What wasn't my fault:
1. I had to renew my car insurance: $360
2. I had to change my oil, rotate my tires, etc. $60
3. I had an opportunity to pick up 2 cheap credits toward my Gifted and Talented endorsement by attending this conferencing I'm blogging through at the moment. My school was generous enough to pay for my registration fees (over $200), but the credit is mine to purchase. I absolutely don't mind paying for it, it's more than fair, and I'm still getting a very good deal on the credits. It is, however, another $75 I didn't see coming.
Those three items alone crashed into the roof of my monthly budget to the height of nearly $500. Ouch, ouch, ouch.
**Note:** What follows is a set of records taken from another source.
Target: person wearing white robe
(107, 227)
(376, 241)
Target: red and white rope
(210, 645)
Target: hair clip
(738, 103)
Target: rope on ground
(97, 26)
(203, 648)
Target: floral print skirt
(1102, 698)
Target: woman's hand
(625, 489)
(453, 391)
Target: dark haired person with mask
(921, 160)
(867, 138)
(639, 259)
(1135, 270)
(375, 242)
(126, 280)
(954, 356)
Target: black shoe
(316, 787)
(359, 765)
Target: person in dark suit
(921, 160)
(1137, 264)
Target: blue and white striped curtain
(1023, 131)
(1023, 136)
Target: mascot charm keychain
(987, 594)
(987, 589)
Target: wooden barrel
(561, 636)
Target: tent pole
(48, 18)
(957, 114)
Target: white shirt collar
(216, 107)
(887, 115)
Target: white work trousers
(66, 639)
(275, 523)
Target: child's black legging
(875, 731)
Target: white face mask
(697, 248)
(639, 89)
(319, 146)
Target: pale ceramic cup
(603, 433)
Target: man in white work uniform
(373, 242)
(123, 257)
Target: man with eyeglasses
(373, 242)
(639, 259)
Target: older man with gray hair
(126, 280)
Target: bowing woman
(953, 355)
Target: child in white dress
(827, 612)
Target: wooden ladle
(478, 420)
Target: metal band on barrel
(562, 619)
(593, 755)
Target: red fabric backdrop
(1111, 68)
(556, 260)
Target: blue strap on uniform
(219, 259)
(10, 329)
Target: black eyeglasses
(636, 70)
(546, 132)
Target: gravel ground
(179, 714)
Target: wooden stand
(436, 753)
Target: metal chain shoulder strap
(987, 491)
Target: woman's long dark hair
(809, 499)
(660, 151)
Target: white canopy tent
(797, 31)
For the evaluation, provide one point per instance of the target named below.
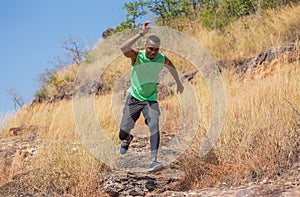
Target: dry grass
(260, 135)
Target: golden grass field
(260, 137)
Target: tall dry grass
(249, 35)
(260, 138)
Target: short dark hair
(154, 39)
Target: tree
(16, 99)
(168, 10)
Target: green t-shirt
(144, 76)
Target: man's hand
(145, 27)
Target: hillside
(257, 153)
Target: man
(146, 67)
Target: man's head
(152, 46)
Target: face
(151, 49)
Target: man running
(146, 67)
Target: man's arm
(174, 73)
(126, 46)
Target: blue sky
(32, 33)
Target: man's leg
(131, 112)
(151, 113)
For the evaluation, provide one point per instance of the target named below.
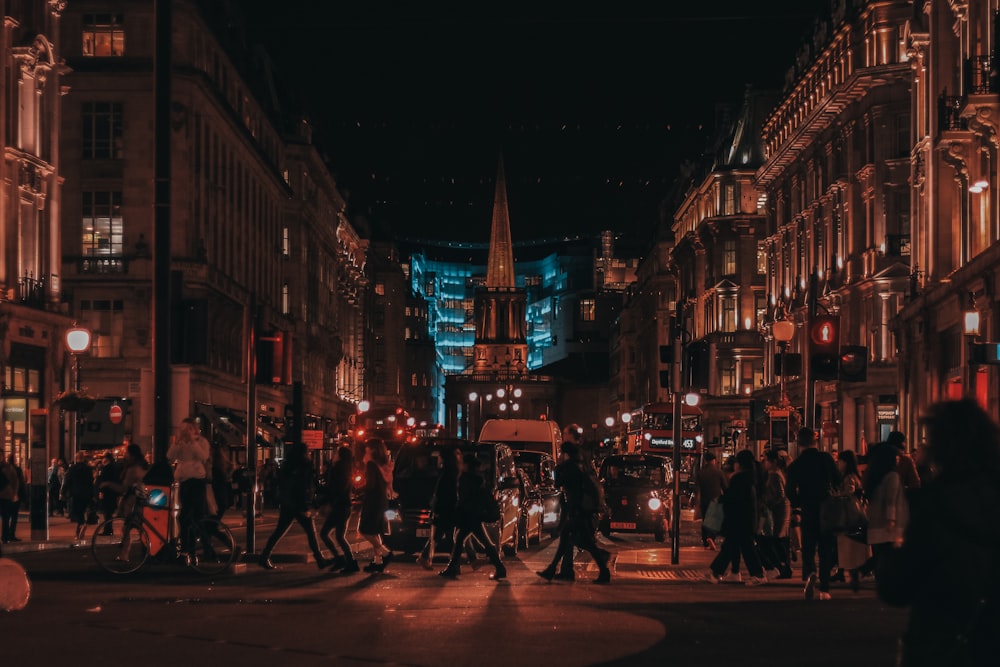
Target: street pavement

One of my teachers will a flair for the dramatic once stood in front of us and demanded, "Do you know what the most sensitive part of the human body is?" Staring around the room defiantly he paused, then reached into his back pocket and help up his wallet. "This. There are more nerves connected to a person's wallet than to any other other part of the body. Threaten a man's wallet and he gets upset and hurt very quickly." It's true. Here I am, turning off lights and water heaters and ordering side dishes and saving receipts, only to have a $500 sock to the gut. It's disappointing, discouraging, and a bit embarrassing.
There are 11 more months until my car is paid off on my current budget plan. If I have unforeseen expenses like this every month, I'll never make it. But today is payday, so it's time to take a breath, fill up my gas tank with the last of my gas money for this month, and start a new excel page for February.
Here goes nothing.
2 comments:
By the time I post this, I hope that that session is over.
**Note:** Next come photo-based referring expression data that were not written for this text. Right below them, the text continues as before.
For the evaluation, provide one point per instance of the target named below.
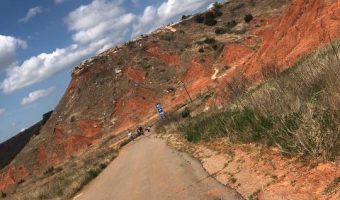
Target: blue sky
(42, 40)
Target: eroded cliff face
(117, 89)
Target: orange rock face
(303, 27)
(136, 75)
(12, 175)
(236, 55)
(90, 128)
(161, 54)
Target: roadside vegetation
(63, 182)
(296, 110)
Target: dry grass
(65, 183)
(296, 110)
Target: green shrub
(221, 30)
(209, 19)
(248, 18)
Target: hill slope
(117, 89)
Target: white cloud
(38, 94)
(168, 11)
(42, 66)
(98, 20)
(135, 2)
(96, 27)
(32, 12)
(59, 1)
(8, 46)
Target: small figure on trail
(140, 131)
(148, 128)
(130, 136)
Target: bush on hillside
(248, 18)
(209, 19)
(199, 19)
(295, 110)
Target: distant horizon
(35, 70)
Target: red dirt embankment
(303, 27)
(157, 52)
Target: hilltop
(240, 42)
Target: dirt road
(147, 169)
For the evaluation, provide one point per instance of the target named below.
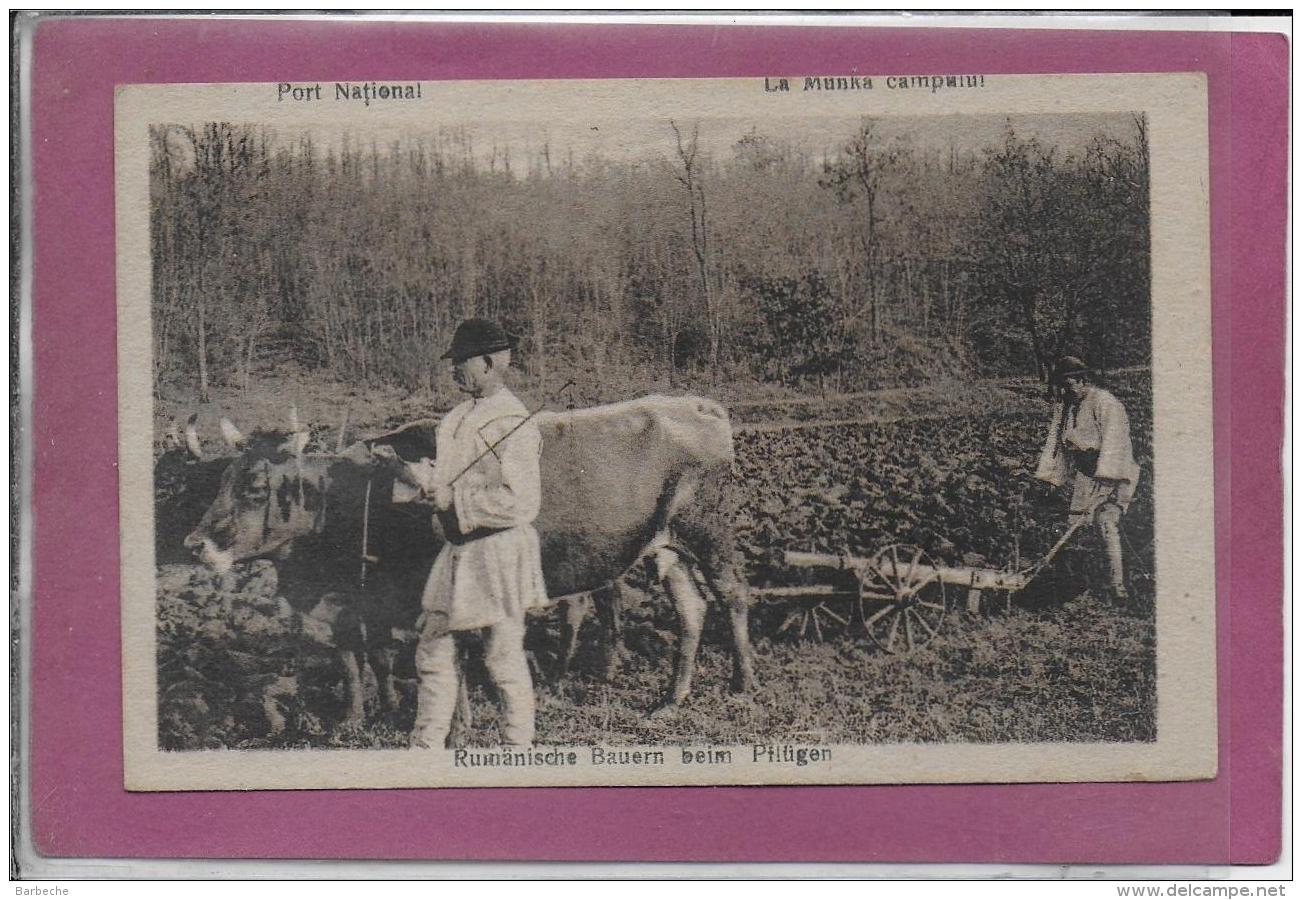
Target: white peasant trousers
(440, 676)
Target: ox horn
(231, 434)
(192, 436)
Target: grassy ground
(1068, 668)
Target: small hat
(475, 337)
(1066, 366)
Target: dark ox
(619, 482)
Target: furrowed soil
(945, 469)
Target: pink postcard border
(78, 808)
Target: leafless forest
(878, 261)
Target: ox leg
(609, 612)
(690, 606)
(383, 662)
(353, 662)
(728, 586)
(573, 612)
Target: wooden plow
(900, 595)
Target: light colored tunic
(1099, 423)
(500, 576)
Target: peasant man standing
(486, 490)
(1089, 444)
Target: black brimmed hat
(477, 337)
(1068, 366)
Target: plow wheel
(901, 598)
(819, 616)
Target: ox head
(270, 495)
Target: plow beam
(962, 576)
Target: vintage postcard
(793, 430)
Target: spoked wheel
(901, 598)
(820, 615)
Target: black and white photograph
(783, 430)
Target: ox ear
(357, 453)
(296, 442)
(231, 434)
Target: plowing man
(1089, 443)
(486, 489)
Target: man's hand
(442, 498)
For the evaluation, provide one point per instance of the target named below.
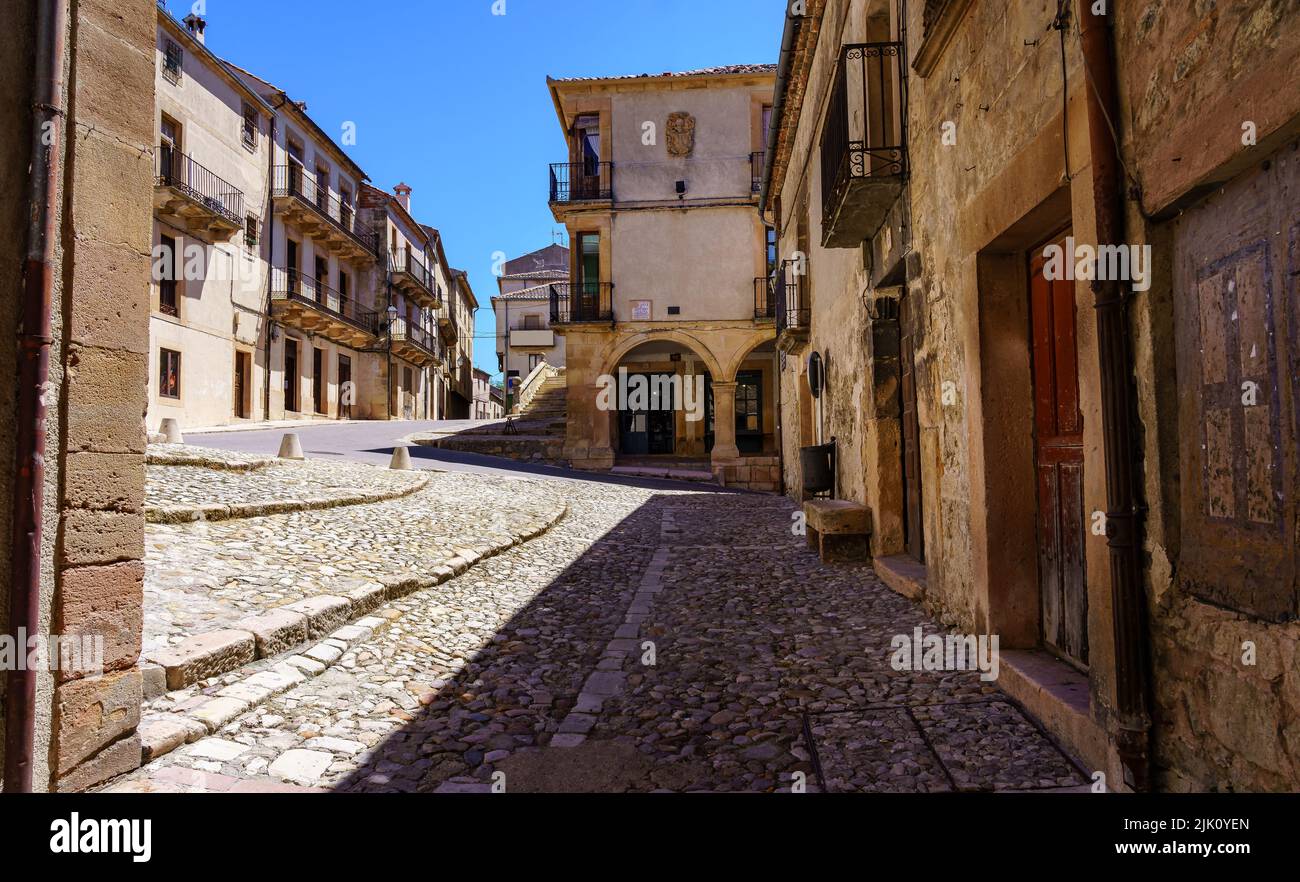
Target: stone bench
(839, 530)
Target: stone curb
(199, 461)
(316, 627)
(176, 514)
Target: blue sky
(453, 99)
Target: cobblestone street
(767, 669)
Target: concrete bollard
(290, 448)
(170, 429)
(401, 459)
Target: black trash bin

And good luck! Maybe you'll just have to cut back a little on the car payments each month (by $10 or $15 each time) which will help in case another emergency comes up and will only set you back a month on completing your goal?
Don't beat yourself up too much. I consider a budget more of an ideal than a reality, it never turns out exactly the way we planned. One thing that's helped us is to have "mad money". The cash that we earn through our private lessons is never entered in the budget at all, and can be spent however we want. So we don't have to check with each other before going out with a friend, and since it's cash when it's gone you can't keep spending it!